Scan HUGE JSON file for deserialized data in Scala

I need to be able to process large JSON files by creating objects from deserialized substrings as we iterate over / stream in the file.

For example:

Say I can only deserialize to the following cases:

case class Data(val a: Int, val b: Int, val c: Int) 

and expected JSON format:

 { "foo": [ {"a": 0, "b": 0, "c": 0 }, {"a": 0, "b": 0, "c": 1 } ], "bar": [ {"a": 1, "b": 0, "c": 0 }, {"a": 1, "b": 0, "c": 1 } ], .... MANY ITEMS .... , "qux": [ {"a": 0, "b": 0, "c": 0 } } 

What I would like to do:

 import com.codahale.jerkson.Json val dataSeq : Seq[Data] = Json.advanceToValue("foo").stream[Data](fileStream) // NOTE: this will not compile since I pulled the "advanceToValue" out of thin air. 

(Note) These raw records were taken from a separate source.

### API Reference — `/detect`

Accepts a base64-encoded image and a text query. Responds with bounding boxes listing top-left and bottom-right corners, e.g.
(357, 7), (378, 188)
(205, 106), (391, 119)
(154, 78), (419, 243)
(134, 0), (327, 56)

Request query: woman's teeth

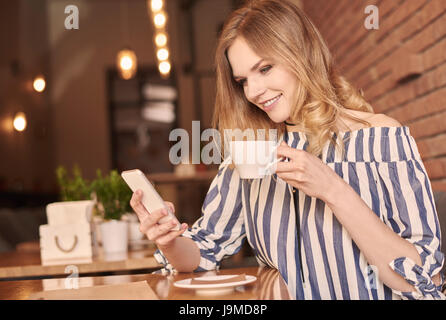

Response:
(263, 95), (282, 107)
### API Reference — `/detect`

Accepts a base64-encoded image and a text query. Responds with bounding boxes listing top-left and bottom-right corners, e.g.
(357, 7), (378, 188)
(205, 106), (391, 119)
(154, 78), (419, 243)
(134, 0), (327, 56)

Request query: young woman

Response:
(131, 0), (445, 299)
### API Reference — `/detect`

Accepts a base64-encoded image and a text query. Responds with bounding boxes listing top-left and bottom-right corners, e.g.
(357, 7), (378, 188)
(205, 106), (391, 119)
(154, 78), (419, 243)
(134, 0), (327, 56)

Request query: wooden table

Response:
(0, 246), (160, 282)
(0, 267), (290, 300)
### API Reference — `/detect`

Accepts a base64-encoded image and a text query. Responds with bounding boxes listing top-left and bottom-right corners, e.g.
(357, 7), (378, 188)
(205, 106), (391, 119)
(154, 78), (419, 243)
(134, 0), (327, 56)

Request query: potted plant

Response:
(91, 170), (132, 253)
(56, 165), (92, 201)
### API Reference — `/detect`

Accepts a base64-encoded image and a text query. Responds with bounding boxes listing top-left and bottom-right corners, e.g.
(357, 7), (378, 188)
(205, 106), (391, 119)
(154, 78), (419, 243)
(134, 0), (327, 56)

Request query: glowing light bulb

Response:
(153, 12), (166, 28)
(13, 112), (27, 131)
(116, 49), (137, 80)
(158, 61), (171, 75)
(33, 76), (46, 92)
(156, 48), (169, 61)
(155, 32), (167, 47)
(119, 56), (133, 70)
(151, 0), (163, 12)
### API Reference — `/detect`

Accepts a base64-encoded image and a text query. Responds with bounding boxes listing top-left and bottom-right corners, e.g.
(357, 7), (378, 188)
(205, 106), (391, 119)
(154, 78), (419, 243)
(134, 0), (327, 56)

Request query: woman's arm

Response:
(158, 237), (200, 272)
(276, 144), (440, 292)
(323, 176), (440, 292)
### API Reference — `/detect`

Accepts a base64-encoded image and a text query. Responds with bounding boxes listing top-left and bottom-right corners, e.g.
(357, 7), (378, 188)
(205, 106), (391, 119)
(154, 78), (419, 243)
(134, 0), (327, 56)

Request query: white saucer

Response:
(173, 275), (257, 295)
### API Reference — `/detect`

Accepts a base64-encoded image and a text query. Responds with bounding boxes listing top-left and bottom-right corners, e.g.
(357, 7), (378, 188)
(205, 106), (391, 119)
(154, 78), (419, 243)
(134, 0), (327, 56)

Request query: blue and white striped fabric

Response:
(156, 127), (445, 299)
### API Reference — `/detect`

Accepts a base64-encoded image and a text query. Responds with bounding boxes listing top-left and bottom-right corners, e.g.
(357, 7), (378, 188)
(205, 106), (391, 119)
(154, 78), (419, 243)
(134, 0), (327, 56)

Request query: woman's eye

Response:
(260, 65), (272, 74)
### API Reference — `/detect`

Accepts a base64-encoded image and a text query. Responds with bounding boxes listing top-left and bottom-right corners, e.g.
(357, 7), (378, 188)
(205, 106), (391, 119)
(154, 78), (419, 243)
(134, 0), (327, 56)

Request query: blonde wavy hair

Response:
(212, 0), (373, 156)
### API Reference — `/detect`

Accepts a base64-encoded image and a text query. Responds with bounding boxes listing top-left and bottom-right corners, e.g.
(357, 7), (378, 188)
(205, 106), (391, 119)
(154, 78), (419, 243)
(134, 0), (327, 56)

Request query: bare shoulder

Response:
(341, 110), (401, 130)
(367, 113), (401, 127)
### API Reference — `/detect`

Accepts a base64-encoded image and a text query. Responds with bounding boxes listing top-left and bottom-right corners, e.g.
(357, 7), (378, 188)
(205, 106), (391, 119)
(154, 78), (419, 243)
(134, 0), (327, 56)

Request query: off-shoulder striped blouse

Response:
(155, 127), (445, 299)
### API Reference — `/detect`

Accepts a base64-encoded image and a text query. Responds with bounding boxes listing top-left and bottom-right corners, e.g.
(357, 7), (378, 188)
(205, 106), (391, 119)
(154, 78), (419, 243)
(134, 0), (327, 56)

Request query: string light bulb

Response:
(156, 48), (169, 61)
(116, 49), (137, 80)
(13, 112), (27, 132)
(151, 0), (164, 12)
(155, 32), (167, 47)
(33, 76), (46, 92)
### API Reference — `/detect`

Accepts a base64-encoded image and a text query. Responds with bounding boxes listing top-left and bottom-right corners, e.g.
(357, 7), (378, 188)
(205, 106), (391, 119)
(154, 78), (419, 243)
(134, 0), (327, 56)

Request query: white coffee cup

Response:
(230, 140), (280, 179)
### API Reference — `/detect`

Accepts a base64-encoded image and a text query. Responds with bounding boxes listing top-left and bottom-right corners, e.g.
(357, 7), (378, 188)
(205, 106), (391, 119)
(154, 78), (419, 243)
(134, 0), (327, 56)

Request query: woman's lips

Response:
(262, 94), (282, 112)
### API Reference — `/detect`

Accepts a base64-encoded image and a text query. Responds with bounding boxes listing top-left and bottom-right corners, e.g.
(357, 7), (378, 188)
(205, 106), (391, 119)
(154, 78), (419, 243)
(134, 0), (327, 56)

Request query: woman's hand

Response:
(130, 190), (187, 249)
(276, 142), (348, 202)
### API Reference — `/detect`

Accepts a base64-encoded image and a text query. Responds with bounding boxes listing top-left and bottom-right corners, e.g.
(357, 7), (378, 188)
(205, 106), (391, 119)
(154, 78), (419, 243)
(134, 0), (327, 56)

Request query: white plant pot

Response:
(100, 220), (128, 253)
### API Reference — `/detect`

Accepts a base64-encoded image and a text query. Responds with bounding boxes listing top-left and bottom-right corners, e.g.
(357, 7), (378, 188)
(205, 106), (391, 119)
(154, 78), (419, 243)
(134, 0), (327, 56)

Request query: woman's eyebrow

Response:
(233, 59), (265, 80)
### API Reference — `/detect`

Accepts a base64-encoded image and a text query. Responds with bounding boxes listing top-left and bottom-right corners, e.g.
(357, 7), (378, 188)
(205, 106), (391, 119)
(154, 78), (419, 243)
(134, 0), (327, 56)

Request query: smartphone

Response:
(121, 169), (180, 230)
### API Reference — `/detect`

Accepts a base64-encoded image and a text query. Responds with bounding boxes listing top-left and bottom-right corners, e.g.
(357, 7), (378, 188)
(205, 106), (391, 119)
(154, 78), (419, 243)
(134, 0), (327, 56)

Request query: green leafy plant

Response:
(91, 169), (132, 220)
(56, 165), (92, 201)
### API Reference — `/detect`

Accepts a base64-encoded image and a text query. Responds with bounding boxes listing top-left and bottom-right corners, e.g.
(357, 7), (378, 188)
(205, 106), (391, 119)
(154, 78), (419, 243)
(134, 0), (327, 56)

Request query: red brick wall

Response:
(304, 0), (446, 190)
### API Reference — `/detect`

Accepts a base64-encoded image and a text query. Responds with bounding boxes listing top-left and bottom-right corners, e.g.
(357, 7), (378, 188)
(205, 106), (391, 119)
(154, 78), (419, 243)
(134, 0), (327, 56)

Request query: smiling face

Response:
(228, 37), (297, 123)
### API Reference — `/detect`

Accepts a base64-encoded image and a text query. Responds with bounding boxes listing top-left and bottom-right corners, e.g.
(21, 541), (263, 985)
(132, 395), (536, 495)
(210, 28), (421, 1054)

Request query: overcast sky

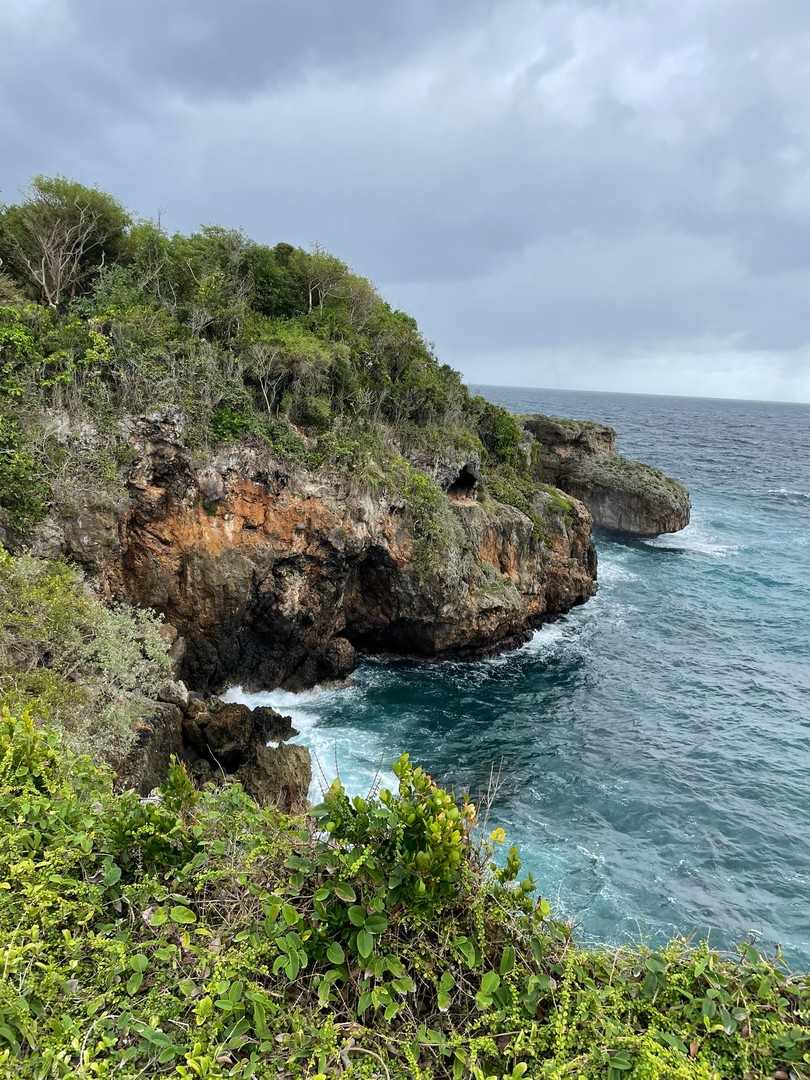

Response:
(0, 0), (810, 402)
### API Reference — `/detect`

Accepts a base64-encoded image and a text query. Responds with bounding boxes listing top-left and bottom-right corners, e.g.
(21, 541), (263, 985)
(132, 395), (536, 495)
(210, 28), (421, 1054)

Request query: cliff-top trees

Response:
(0, 176), (130, 308)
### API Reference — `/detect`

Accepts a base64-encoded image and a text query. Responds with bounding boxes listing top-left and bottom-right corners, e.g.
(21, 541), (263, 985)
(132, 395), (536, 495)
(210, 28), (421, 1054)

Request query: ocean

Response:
(229, 387), (810, 969)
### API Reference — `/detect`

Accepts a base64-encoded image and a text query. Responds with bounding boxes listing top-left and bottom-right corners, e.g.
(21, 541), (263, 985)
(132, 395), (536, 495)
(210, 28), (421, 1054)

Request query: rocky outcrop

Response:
(519, 416), (690, 537)
(44, 411), (596, 689)
(118, 683), (312, 813)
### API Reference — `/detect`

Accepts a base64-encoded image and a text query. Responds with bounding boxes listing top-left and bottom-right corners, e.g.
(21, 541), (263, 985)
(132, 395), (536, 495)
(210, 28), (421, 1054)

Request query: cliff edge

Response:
(28, 409), (596, 689)
(519, 415), (691, 537)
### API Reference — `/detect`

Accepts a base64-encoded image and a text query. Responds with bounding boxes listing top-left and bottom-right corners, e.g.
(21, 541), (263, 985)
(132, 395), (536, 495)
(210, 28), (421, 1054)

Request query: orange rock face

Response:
(60, 417), (596, 689)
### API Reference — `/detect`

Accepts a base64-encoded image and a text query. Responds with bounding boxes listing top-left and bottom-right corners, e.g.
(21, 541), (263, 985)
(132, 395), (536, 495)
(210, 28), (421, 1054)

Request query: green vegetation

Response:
(0, 545), (171, 764)
(0, 712), (810, 1080)
(0, 176), (578, 562)
(0, 177), (781, 1080)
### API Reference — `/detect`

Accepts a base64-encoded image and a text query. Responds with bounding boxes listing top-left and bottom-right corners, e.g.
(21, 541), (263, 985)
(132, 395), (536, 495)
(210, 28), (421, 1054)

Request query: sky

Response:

As a last note, I would prefer to find a solution that includes Jerkson or any other libraries that come with the Play platform, but if another Scala library handles this script with greater ease and decent performance: I am not against trying another library. If there is a clean way to manually search through a file, then use the Json library to continue parsing from there: I'm fine with that.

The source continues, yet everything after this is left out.